Numerous studies have highlighted the importance of critical thinking in cultivating learners’ capacities for higher-order thinking, evaluation and self-questioning. Promoting it is an integral part of educational policies and strategies in many countries around the world, while individual universities and colleges adopt it in their mission statements and study programmes. However, in Iraq, critical thinking remains largely conspicuous by its absence, despite the wide expansion and proliferation of both public and private universities.
Traditionally, the role of instructors in Iraq is to convey knowledge to their student recipients. There has been little structural change in the curriculum, instruction or assessment methods for many decades. During my MA studies in Iraq, and before that during my undergraduate studies, most of the students, including myself, were not given the opportunity or the motive to question the topics we covered during the classes. We were merely expected to read the assigned topics and do our best to memorise what the authors said.
It was a revelation to me when, after I moved to the US in 2014, I was asked to provide my own critical perspectives on the readings set by the professor and even come up with opposing views. Adapting to this approach was not easy, requiring a lot of time and effort on my part. But it was worth it, and I returned to Iraq a much better scholar.

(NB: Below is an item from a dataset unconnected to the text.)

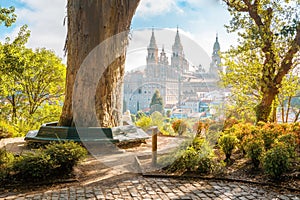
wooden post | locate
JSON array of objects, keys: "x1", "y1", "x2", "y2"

I want to pass on the experiences and skills I acquired in the US to students in Iraq, but it has not been easy. While no systemic or large-scale study has examined the teaching practices in Iraqi universities, my experience is that critical thinking, as both a concept and a practice, remains largely alien to Iraqi colleges and universities. The country’s cultural deference to authority means that students still lack the courage and the motivation to challenge and defend opposing points of view. Indeed, a 2010 study of the English department at the University of Basra found that even the instructors do not possess the required knowledge and ability to teach critical thinking.

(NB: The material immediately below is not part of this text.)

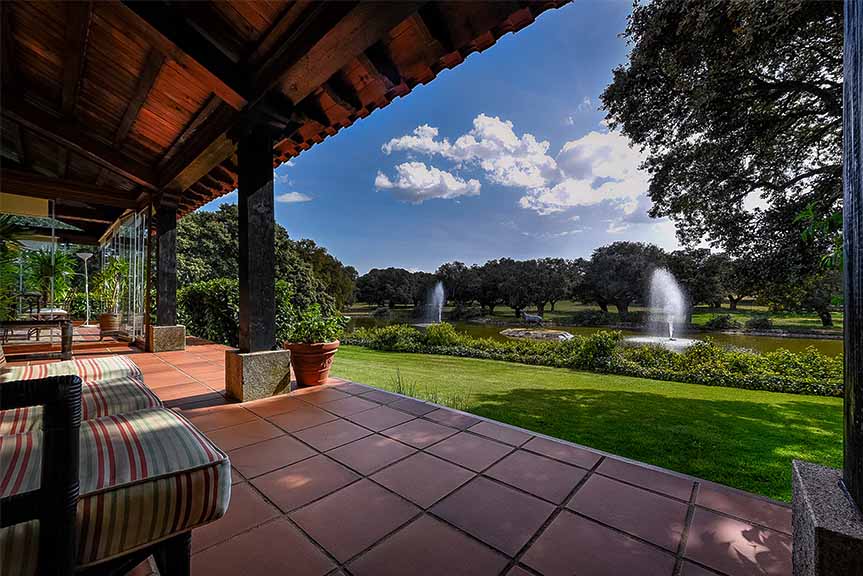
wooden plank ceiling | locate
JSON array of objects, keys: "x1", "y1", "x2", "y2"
[{"x1": 0, "y1": 0, "x2": 565, "y2": 238}]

Nevertheless, we should not give up hope of seeing at least a relative change in the conditions in Iraqi higher education. I believe that we need an orchestrated plan to adopt critical thinking across the curriculum as an independent subject, beginning with graduate studies and then moving to undergraduate study.

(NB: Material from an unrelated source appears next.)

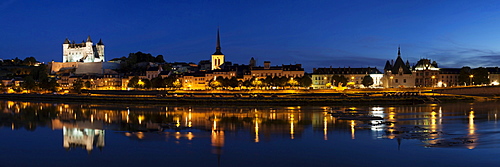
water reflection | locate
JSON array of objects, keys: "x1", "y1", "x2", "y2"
[{"x1": 0, "y1": 101, "x2": 498, "y2": 151}]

Universities need to develop training programmes for instructors to teach them how to infuse the theory and practice of critical thinking into their subject matters. A useful coursebook would be Richard Paul and Linda Elder’s The Miniature Guide to Critical Thinking: Concepts and Tools; its metacognitive approach, pushing students to think about their thinking and question the information received and produced, could be taught to students in all majors, from medicine and chemistry to history and sociology.
I recently attended a conference at Al-Muthanna University in the south of Iraq aimed at presenting unconventional ideas to develop education in Iraq. PhD graduates from US, British, Australian and French universities were invited. I submitted my vision alongside the others to be sent to the Ministry of Higher Education in Baghdad for consideration.
Through such a promising initiative, we hope to improve learning outcomes for all students in Iraq and create minds that can think freely and independently.
Aus Abdulwahhab is a teacher in the department of translation at the University of Mosul.